Mais je trouve que la forme a peu d'importance lorsqu'on en mesure le fond. Le pessimisme
foncier de ses vues n'entraîne pourtant pas ma complète adhésion. Et c'est à ce
nouvel aspect que je voulais arriver. La libération n'est totale que dans la
mesure où l'on interprète soi-même le dépôt reçu, d'où qu'il vienne, et dans la
mesure où l'on ne se fixe pas dans quelque vérité que ce soit. Toute vérité
éclairée laisse entrevoir d'autres vérités dans sa pénombre. Cette quête
incessante implique non seulement le respect de la quête des autres, mais aussi
l'intérêt qu'on doit y porter. Je pense que c'est cela la tolérance maçonnique.
La diversité de nos opinions me semble être un gage de la validité de notre
démarche, car les voies ne peuvent être identiques. Si nous avons le même but,
nous partons cependant de positions différentes. Le symbole de la roue avec ses
rayons convergents illustre ce point à l'évidence. Il m'a fait comprendre
pourquoi je ne trouvais point un système doctrinal, et le leurre de l'idée
claire et distincte. Je pense que c'est une des caractéristiques essentielles
de la Maçonnerie spéculative, que je me permets de souligner comme le contraire
d'une décadence. Car la décadence est synonyme de vieillissement, et ce sont les
systèmes qui vieillissent. Je suis donc
progressivement venu comme un voleur, enfermant en moi à chaque tenue ce que
je pouvais prendre, apprendre, retenir et comprendre. Me réservant
d'inventorier mon butin les jours suivants, dans des méditations impromptues,
avec les remarques, objections et discussions que ma lenteur d'esprit ne m'a
pas permis de soulever à l'atelier. Aujourd'hui plus apprenti qu'hier et moins
que demain. Je me suis parfois demandé si le véritable rajeunissement dont
parlent les textes ésotériques n'est pas lié à cette ouverture constante de
l'esprit qui lui permet de contredire le passé. Et si l'on dit que le Maçon
doit être d'abord et avant tout disponible, il me semble que cette
disponibilité est la plus importante. Il est difficile de
mieux exprimer cette humilité intellectuelle que ne l'a fait Gaston Bachelard
dans « La Formation de l'Esprit Scientifique », dont voici un extrait :
« Le réel n'est jamais ce qu'on pourrait croire, mais il est toujours ce
qu'on aurait dû penser... En revenant sur un passé d'erreurs, on trouve la
vérité en un véritable repentir intellectuel ! En fait, on connaît contre une
connaissance antérieure, en détruisant des connaissances mal faites, en
surmontant ce qui dans l'esprit même, fait obstacle à la spiritualisation.

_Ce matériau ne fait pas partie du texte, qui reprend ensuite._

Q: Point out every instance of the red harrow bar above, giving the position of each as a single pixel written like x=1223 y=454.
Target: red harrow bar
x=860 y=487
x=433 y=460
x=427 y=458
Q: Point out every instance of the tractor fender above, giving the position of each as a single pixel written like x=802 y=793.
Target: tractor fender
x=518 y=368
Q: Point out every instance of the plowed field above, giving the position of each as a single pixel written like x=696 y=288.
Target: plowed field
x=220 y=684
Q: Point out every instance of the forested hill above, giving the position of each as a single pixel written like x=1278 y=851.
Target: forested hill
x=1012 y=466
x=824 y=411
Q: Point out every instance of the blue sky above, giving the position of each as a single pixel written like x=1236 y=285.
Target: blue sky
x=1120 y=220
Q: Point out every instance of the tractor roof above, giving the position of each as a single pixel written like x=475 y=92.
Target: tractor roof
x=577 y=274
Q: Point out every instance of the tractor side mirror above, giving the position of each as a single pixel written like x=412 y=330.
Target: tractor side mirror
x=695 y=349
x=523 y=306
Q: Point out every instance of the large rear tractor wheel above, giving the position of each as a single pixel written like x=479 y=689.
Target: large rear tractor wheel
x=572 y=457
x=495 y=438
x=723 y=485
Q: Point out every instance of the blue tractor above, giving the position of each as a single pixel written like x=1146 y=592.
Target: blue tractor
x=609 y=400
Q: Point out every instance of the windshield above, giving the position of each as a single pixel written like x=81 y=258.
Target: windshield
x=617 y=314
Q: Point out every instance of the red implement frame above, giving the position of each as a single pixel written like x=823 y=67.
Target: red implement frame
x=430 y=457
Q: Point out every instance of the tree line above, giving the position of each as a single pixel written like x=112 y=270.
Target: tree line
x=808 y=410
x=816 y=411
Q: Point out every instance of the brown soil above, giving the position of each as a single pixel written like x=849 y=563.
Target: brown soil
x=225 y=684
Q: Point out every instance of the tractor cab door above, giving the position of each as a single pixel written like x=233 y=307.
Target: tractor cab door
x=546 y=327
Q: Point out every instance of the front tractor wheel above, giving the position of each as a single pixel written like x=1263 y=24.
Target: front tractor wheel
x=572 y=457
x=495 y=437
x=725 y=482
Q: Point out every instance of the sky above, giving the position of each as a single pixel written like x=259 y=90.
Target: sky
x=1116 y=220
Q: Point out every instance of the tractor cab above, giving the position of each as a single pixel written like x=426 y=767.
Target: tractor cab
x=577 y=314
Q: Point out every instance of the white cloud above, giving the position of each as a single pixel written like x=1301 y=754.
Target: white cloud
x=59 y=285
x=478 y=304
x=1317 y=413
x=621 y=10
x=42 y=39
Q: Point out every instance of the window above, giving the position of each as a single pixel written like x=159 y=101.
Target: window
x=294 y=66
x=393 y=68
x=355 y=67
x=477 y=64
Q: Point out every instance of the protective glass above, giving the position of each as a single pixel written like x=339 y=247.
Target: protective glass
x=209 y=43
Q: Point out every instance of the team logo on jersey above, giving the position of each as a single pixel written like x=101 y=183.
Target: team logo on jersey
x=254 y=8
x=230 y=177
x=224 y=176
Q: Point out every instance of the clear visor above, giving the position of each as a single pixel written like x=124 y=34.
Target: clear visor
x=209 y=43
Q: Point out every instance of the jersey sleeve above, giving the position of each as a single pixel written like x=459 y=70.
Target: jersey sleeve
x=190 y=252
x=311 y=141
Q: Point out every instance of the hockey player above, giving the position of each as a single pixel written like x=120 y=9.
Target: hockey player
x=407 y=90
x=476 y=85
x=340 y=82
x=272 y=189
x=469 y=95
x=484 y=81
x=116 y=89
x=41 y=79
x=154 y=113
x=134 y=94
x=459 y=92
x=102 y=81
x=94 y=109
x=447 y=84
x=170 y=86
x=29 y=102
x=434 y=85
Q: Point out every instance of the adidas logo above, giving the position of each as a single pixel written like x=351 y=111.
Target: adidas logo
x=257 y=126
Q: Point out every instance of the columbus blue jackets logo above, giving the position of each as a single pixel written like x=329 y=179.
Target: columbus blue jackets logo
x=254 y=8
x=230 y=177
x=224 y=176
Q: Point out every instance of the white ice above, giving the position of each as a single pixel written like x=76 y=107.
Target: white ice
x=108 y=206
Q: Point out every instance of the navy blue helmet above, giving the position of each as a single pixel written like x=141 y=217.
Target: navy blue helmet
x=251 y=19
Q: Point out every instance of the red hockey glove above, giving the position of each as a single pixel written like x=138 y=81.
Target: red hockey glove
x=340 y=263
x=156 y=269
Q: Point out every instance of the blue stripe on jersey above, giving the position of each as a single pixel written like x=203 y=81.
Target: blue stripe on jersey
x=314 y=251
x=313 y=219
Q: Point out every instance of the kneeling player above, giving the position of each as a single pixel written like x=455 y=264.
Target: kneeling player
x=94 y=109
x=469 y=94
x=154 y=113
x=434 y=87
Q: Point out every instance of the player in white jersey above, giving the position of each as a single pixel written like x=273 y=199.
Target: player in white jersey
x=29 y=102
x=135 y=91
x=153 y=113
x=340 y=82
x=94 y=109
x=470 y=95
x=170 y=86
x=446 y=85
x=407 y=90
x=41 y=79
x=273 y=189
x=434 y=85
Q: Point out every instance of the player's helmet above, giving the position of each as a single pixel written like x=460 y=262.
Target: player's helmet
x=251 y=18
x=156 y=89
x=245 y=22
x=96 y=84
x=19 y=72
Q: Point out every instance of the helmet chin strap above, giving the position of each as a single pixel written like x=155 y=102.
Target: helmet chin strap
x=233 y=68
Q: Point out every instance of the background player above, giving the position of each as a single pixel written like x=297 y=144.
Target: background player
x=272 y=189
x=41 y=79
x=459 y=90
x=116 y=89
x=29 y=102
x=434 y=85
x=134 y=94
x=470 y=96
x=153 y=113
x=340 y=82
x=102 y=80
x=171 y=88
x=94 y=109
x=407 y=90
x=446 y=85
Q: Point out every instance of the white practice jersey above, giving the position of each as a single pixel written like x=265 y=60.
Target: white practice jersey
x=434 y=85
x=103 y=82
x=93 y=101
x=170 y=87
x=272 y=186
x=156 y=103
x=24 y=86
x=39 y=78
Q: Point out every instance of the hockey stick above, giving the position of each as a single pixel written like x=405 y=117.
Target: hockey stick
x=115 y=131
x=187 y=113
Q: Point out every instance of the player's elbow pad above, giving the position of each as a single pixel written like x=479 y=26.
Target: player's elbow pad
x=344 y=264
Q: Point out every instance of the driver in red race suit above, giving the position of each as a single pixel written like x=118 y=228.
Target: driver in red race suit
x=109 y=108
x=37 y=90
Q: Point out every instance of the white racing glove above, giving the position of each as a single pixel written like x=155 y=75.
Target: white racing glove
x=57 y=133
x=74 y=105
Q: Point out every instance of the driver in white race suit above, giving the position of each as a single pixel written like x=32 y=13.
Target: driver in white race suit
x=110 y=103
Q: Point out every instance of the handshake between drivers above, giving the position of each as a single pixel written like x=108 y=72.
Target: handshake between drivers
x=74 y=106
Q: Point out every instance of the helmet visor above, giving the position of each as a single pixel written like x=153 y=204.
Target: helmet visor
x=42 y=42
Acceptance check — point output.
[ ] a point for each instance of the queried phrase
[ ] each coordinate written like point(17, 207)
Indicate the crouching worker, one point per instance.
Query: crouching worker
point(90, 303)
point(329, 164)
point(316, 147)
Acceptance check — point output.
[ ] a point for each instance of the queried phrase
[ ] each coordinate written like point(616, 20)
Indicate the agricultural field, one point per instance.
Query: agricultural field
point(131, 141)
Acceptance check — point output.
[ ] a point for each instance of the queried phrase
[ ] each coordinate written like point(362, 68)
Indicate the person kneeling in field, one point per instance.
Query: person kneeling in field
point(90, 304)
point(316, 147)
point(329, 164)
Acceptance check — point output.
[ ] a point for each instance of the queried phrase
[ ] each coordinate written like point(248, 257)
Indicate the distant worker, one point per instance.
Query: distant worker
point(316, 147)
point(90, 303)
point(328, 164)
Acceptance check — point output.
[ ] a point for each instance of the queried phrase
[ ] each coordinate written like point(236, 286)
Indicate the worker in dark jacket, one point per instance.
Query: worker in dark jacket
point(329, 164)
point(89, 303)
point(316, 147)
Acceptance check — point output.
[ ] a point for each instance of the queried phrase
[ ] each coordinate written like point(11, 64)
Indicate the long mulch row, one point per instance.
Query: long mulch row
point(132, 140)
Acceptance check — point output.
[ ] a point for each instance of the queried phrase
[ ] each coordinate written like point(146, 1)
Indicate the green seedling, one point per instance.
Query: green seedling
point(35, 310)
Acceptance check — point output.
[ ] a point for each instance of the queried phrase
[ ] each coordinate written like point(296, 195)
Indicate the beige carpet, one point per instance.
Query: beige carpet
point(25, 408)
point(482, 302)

L'idée de partir de zéro pour fonder et accroître son bien ne peut venir que
dans des cultures de simple juxtaposition où un fait connu est immédiatement
une richesse. Mais, devant le mystère du réel, l'âme ne peut se faire, par
décret, ingénue. Il est alors impossible de faire d'un seul coup table rase des
connaissances visuelles. Face au réel, ce qu'on croit savoir clairement
offusque ce qu'on devrait savoir. Quand il se présente à la culture
scientifique, l'esprit n'est jamais jeune. Il est même très vieux, car il a
l'âge de ses préjugés. Accéder à la science, c'est spirituellement rajeunir,
c'est accepter une mutation brusque qui doit contredire un passé. » Bien que purement
profane et limité au seul domaine des sciences expérimentales actuelles, j'ai
trouvé ce passage admirable. Il donne, sous une forme moderne, la raison même
du renoncement spirituel. C'est la seule voie qui nous soit proposée en
définitive par toutes les traditions. Les caractères pénitentiels qui
accompagnent ce renoncement sont la conséquence logique de celui-ci et non un
moyen. Cette confusion a pu imprégner pendant des siècles certaines formes de
culture religieuse. Que diraient nos athlètes des stades si leurs dirigeants
réduisaient leur entraînement à une suite de sévices corporels ? Il est pourtant
notoire que leur préparation nécessite des efforts douloureux. Je pense avoir
abouti à la réalisation spirituelle. Et je ne peux que m'effacer pour laisser
parler ceux que je considère comme des Maîtres. Ananda K. Coomaraswamy
nous dit : « Aussi
longtemps que nous avons seulement connaissance de notre Soi immortel, nous
sommes encore dans le domaine de l'ignorance ; nous ne le connaissons
réellement que lorsque nous le devenons ; nous ne pouvons réellement le connaître
sans l'être... Il y a des modes de vie qui disposent à une telle réalisation,
et il y en a d'autres qui en détournent. » Et Maître Eckhart : « La Sainte
Ecriture insiste partout sur le fait que l'homme doit se détacher de lui-même.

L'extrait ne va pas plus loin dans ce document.